Let me start by saying that we truly appreciate the expensive revisions you have introduced. It has dramatically improved the manuscript.
Before the current version is ready for publication, please address the following:
-Despite the popularity of learning styles there is no evidence to support the idea that matching activities to one’s learning style improves learning. Please discuss the work of Harold Pashler, Mark McDaniel, Doug Rohrer, and Robert Bjork. The instrument and learning styles you are using doesn't seem to be up to date with current literature in the field. Please discuss this.
-In assessments you describe quizzes pre and post-session to examine the knowledge acquired by each individual. Where the questions administered the same pre and post? if not, how where they compared pre/post? I understand they were classified in different types (reproduction-, meaning- or application) complementary to the learning styles, can you clarify what this means? How do they classify in terms of cognitive level/difficulty (e.g. Blooms taxonomy)? and how are they matched pre and post? Are the questions validated (for difficulty, discrimination and reliability)? Psychometric item validation is recommended.
-In assessments you also mention that behavior was evaluated via observational surveys and video recording during the classroom. Can you add citations and/or describe the validity of protocols? if the protocol is new, we suggest adding statistical validation of the method used.
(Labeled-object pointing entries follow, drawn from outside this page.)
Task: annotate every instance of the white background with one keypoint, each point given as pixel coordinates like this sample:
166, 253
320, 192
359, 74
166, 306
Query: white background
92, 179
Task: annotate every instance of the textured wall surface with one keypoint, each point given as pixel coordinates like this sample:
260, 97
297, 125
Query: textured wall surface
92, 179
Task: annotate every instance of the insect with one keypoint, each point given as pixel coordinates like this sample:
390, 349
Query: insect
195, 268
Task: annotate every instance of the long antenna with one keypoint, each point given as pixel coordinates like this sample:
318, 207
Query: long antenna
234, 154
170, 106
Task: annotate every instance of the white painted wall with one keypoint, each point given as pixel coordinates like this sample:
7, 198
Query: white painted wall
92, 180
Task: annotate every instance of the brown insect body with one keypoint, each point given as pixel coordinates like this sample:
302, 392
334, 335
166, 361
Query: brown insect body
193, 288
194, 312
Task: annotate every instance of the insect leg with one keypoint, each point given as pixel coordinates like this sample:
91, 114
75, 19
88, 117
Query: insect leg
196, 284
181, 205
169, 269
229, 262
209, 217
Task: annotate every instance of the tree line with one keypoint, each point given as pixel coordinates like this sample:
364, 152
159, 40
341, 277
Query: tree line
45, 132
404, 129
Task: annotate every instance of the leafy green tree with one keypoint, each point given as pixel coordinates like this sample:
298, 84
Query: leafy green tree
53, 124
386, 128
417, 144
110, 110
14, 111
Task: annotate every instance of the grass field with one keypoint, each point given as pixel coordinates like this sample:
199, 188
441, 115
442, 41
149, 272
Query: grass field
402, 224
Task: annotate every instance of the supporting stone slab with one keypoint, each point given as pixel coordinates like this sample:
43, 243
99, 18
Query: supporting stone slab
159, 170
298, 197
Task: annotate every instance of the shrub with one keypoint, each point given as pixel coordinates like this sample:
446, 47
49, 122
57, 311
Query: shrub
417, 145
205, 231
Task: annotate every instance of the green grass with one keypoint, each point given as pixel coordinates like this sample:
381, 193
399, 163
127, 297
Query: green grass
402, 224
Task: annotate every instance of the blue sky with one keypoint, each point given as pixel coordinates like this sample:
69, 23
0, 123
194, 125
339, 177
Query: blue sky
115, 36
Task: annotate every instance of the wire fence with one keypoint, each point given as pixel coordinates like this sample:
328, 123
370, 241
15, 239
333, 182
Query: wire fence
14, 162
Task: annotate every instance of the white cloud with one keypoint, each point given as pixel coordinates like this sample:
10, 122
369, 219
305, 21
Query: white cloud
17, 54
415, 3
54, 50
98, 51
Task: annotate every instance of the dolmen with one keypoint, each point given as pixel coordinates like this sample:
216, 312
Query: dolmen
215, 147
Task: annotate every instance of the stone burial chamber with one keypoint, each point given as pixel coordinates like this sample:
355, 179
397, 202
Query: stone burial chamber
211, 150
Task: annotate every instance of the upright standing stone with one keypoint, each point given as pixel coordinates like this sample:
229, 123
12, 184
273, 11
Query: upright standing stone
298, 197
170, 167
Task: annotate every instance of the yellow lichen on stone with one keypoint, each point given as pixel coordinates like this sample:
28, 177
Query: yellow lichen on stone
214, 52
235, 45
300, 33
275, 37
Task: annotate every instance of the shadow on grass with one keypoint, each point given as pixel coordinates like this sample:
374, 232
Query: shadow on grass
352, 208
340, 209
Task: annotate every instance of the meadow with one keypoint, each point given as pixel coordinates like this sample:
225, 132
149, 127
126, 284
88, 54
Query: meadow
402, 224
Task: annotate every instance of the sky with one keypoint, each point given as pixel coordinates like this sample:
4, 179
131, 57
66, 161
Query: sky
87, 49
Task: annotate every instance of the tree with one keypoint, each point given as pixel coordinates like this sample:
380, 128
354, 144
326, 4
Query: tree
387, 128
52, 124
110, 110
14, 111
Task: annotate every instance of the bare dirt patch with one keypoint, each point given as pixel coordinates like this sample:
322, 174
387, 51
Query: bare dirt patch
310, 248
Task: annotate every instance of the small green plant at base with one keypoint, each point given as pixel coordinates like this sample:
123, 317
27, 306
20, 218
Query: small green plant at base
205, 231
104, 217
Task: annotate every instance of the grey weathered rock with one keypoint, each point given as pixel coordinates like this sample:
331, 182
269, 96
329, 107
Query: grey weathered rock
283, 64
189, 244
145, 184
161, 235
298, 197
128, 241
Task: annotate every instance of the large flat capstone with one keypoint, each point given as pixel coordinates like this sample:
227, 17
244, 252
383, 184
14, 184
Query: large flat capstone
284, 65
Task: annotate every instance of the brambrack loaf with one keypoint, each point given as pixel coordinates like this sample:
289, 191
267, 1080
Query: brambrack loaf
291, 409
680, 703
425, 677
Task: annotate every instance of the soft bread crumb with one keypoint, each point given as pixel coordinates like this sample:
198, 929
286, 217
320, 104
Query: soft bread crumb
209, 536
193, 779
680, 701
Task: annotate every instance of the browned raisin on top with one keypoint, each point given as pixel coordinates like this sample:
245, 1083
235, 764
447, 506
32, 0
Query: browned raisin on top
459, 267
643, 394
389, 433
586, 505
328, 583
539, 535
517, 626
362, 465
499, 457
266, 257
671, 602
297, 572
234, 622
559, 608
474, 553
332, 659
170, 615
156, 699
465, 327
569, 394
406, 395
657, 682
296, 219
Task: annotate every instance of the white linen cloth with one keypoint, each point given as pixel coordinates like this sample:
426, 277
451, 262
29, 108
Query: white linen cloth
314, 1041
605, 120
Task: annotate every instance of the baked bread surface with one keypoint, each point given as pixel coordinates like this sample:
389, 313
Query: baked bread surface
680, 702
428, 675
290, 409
-Figure 1 doesn't explain how supplemental game or experiential game were alternated. The experimental design should be reflected in every figure. For example, how do results in figure 2 aligning with design in figure 1. Clarify.
-Figure 2: please clarify how each score shown in figure 2 was calculated. Clarify meaning of axes. e.g. "after minus before relationship"?
-Figure 4 must include description and validation of items used to calculate learning pre and post. Are questions used the same? comparing apples to apples? or difficulty level (e.g. Blooms taxonomy) varies?
-All supplementary material figure legends need to include correlation coefficients, statistics associated to it. For tables the variables tested are hard to follow.
-All legends need to be expanded to clarify variables, calculated scores, validation and statistics used.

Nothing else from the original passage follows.